Шабаш, свершающийся попущением господним, переводил в область практическую многие прежде умозрительные философские построения, прежде всего касающиеся предопределения и свободы воли. Давние диспуты грозили всплыть новой ересью. В эту точку и направил Феодосий свой ум.
Дорога к обители архиепископа некогда была обсажена с двух сторон дубами. Сделано так было не случайно — местное население в память о языческих мерзостях суеверно почитало дуб, и теперь это почтение обратилось на святую церковь. Если принять видимость за истину, то часть дубов должна дойти невредимыми до скабрезного последнего века.
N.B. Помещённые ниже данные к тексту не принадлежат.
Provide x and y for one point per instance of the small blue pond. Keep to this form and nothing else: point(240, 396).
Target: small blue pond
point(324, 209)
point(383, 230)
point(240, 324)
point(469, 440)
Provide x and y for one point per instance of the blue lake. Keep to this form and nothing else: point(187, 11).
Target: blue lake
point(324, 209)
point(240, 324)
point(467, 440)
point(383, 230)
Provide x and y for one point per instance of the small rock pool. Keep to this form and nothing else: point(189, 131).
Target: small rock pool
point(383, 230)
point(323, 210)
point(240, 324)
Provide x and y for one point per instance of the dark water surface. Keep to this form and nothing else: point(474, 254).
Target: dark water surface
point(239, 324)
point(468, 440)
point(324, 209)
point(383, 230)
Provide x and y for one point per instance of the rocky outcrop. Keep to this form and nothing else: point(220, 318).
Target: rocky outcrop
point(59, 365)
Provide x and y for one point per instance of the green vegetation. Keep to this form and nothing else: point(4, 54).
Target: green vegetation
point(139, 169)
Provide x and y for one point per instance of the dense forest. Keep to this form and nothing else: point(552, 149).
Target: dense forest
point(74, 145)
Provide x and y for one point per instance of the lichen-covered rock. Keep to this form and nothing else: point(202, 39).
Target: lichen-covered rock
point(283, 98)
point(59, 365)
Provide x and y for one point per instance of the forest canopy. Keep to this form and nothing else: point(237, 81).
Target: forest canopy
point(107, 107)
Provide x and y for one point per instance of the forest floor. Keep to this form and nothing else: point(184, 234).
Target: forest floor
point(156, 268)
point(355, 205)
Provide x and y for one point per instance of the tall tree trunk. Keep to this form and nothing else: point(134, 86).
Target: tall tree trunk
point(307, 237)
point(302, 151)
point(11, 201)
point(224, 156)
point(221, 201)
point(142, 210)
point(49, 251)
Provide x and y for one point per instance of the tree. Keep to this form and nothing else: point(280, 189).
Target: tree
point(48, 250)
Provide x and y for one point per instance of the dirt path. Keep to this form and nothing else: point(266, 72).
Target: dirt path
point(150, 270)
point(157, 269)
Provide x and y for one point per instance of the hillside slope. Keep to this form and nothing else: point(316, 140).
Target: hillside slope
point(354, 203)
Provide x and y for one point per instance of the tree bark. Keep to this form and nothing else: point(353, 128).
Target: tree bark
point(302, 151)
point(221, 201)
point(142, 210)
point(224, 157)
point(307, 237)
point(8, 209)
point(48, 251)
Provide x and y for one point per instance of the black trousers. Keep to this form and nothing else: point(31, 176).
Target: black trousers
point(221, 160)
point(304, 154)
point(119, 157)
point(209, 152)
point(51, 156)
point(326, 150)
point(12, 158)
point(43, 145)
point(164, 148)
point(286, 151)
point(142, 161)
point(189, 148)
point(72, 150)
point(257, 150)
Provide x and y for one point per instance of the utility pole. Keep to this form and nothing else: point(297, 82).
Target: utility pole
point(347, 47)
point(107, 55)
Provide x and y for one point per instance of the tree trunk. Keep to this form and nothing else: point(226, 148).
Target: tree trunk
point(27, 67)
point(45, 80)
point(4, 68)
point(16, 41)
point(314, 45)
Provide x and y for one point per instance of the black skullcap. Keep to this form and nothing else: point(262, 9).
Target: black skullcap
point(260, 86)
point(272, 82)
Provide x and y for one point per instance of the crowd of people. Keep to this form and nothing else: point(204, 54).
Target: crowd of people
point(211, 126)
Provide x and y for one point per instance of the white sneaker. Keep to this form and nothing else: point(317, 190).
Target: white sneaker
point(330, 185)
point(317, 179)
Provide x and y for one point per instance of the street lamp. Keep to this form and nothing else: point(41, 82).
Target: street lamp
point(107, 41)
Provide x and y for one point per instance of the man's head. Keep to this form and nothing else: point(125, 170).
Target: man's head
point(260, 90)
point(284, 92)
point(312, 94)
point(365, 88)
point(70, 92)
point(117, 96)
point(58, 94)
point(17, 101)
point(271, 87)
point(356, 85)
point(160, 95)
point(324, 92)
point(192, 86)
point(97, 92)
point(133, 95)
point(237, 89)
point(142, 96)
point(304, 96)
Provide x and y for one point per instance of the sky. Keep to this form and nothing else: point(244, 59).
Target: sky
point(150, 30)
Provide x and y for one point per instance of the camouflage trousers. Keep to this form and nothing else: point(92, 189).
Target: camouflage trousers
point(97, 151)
Феодосий приказал срубить один из таких дубов, и собственной персоной стоял невдалеке, ожидая, рухнет ли морщинистый гигант другого мира. Призрак устоял. Вывод из увиденного мог быть троякий: либо на этом месте успеет вырасти новый дуб, либо видением явлено не вполне верное будущее, либо же, по словам блаженного Августина, в мире этом все предопределено, и человеку — гробу повапленному — не дано ничего совершить. Сомневаться в авторитете автора 'Града божьего' значило признать себя сторонником еретика Пелагия, но Феодосий и не собирался ничего публично объявлять. Он молча смотрел на старания дровосеков, потом также молча ушел к себе. Но вывод из увиденного сделал самый еретичный, ибо он оставлял возможность для борьбы.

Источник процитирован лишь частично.